I think I was getting a bit lost in the industry that Pilates in part has become. Maybe (that word again) I should stop feeling scared and intimidated by all the competition surrounding me and feeling I must be the best teacher ever – just teach with what my gut has been telling me all along. Teach the classic exercises Joe devised when he introduced the world to Contrology and the basic principles we were taught. Mind and body working together focusing on our Breathing, Centring, Concentration, Flow, Core Connection. It’s not about the latest prop, best reformer, best anything. Focusing more on the clients because they come to class as this is their time to self-care, their body, their mat. We as teachers are here to encourage and guide them through their Pilates practice.
“No matter how challenging things get, never stop believing in yourself. Self-doubt is nothing but a highway to failure.” ― Edmond Mbiaka
Liz, my mentor, was always there. She would keep in touch and encourage me not to give up. While I felt low, I would still cover classes when she needed me to. Whilst I would dread going to teach, at the end of every class, I still had that lovely feeling inside…that I had made a difference to someone today. I continued to teach one elderly client of mine who needed his weekly practice to keep moving. He never knew what I was going through, but I realise now he was helping me to continue my teaching. I suppose it really hit home to me recently when one of the first clients I taught just completed her Pilates Instructor Qualification. She contacted me for help and guidance before her exams.

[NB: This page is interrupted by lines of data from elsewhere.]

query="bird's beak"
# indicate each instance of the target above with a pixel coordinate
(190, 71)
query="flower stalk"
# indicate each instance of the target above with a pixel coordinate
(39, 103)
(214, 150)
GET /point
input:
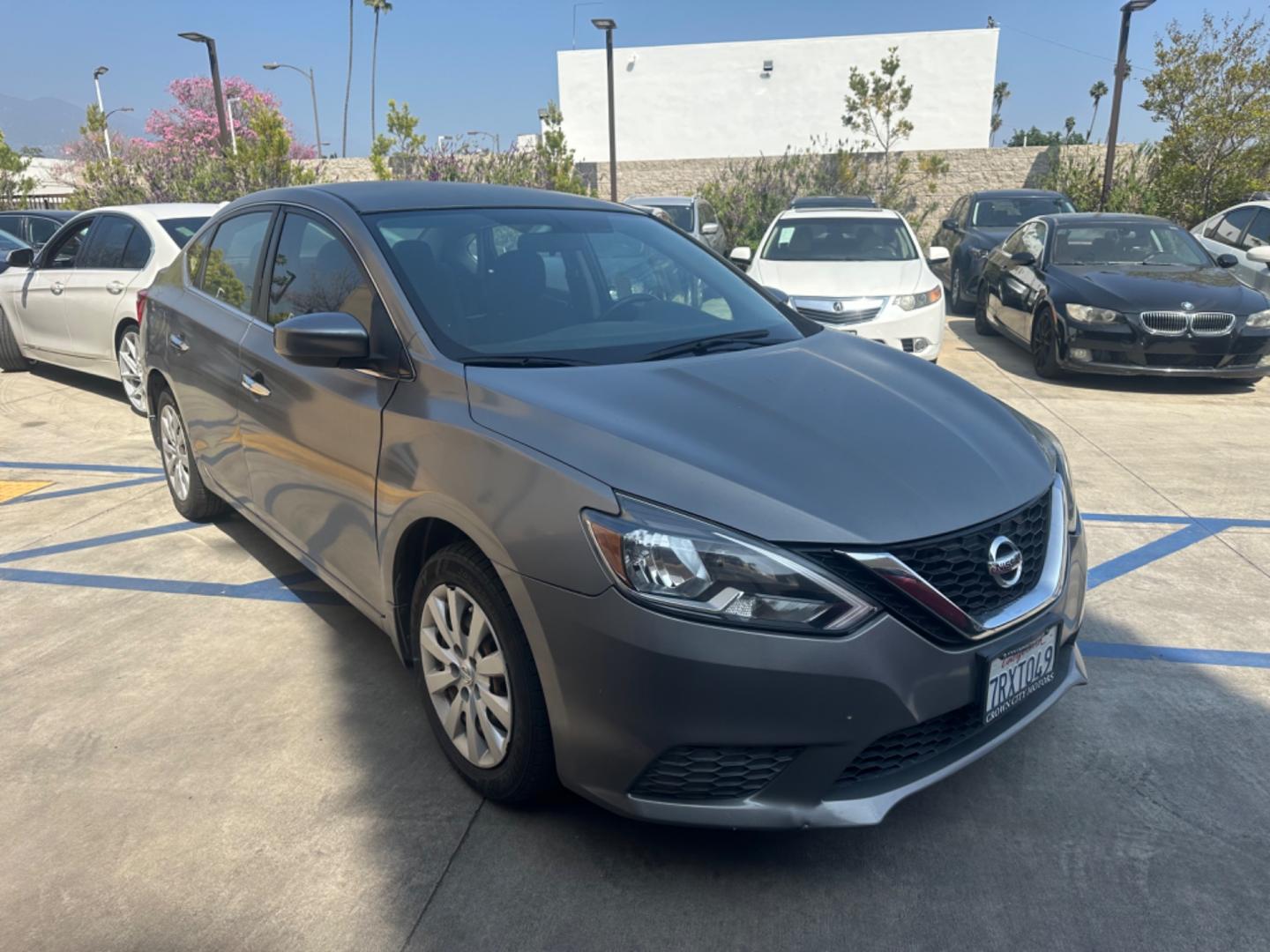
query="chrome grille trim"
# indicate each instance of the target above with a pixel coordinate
(1174, 324)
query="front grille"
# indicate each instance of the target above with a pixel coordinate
(1175, 323)
(909, 747)
(712, 773)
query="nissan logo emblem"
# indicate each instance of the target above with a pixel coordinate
(1005, 562)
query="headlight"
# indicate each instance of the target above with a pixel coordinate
(1093, 315)
(909, 302)
(677, 562)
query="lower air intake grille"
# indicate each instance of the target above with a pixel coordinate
(712, 773)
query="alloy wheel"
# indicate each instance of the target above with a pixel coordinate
(467, 675)
(176, 453)
(130, 369)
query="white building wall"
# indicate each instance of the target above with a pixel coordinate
(714, 100)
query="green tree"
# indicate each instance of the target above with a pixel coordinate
(378, 6)
(1212, 88)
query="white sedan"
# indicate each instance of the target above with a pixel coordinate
(74, 302)
(856, 271)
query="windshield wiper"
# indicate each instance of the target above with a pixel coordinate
(525, 361)
(704, 346)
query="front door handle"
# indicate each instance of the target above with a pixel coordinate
(254, 385)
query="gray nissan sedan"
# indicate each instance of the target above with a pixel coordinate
(637, 525)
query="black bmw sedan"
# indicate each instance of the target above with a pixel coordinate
(1122, 294)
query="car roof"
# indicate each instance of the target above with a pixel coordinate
(369, 197)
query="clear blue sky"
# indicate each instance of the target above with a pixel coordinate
(490, 63)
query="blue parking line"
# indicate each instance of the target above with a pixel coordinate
(78, 467)
(83, 490)
(1180, 655)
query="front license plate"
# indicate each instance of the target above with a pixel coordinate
(1020, 673)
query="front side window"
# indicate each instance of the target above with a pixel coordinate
(233, 259)
(1010, 211)
(863, 239)
(580, 286)
(314, 271)
(1127, 242)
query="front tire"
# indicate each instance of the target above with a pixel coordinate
(188, 494)
(476, 677)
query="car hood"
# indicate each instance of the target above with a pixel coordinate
(1157, 288)
(841, 279)
(825, 439)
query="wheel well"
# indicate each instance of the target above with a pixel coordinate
(417, 546)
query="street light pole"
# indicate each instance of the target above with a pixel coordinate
(216, 81)
(1122, 69)
(312, 92)
(609, 26)
(97, 81)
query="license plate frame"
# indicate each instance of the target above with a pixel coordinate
(1002, 693)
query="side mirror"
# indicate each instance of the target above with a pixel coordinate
(19, 258)
(322, 339)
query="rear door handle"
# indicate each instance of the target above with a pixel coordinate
(254, 385)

The experience led to an epiphany …. Maybe I have made a difference.
It’s still a work in progress for me, but I’m glad I had this epiphany. I got off the merry-go-round and had time to reflect. That is why I felt compelled to write this article for Pilates Intel – to thank and congratulate Gail Giovanniello for her article entitled “Self-Care – It All Starts With You”. Reading it re-affirmed that I needed to take that break and that maybe I am good enough!
Before Patricia Glynn embarked on her training she completed an ITEC Diploma in Anatomy & Physiology level 3 in 2012 and began her training and was Stott ®certified in 2013 Level 1 Matwork.
She completed numerous workshops which include pre & post-natal Pilates, scoliosis management , osteoporosis management , Matwork for Brest cancer rehab , functional anatomy cueing & correcting and Total Barre™ Instructor foundation Course L1 .
In the last few years she has been drawn to teaching the older population and has begun to explore the work of Thomas Hanna by attending weekend workshops in Somatic Movement and intends to continue to explore methods which will enable older individuals to engage and move more freely in their daily lives.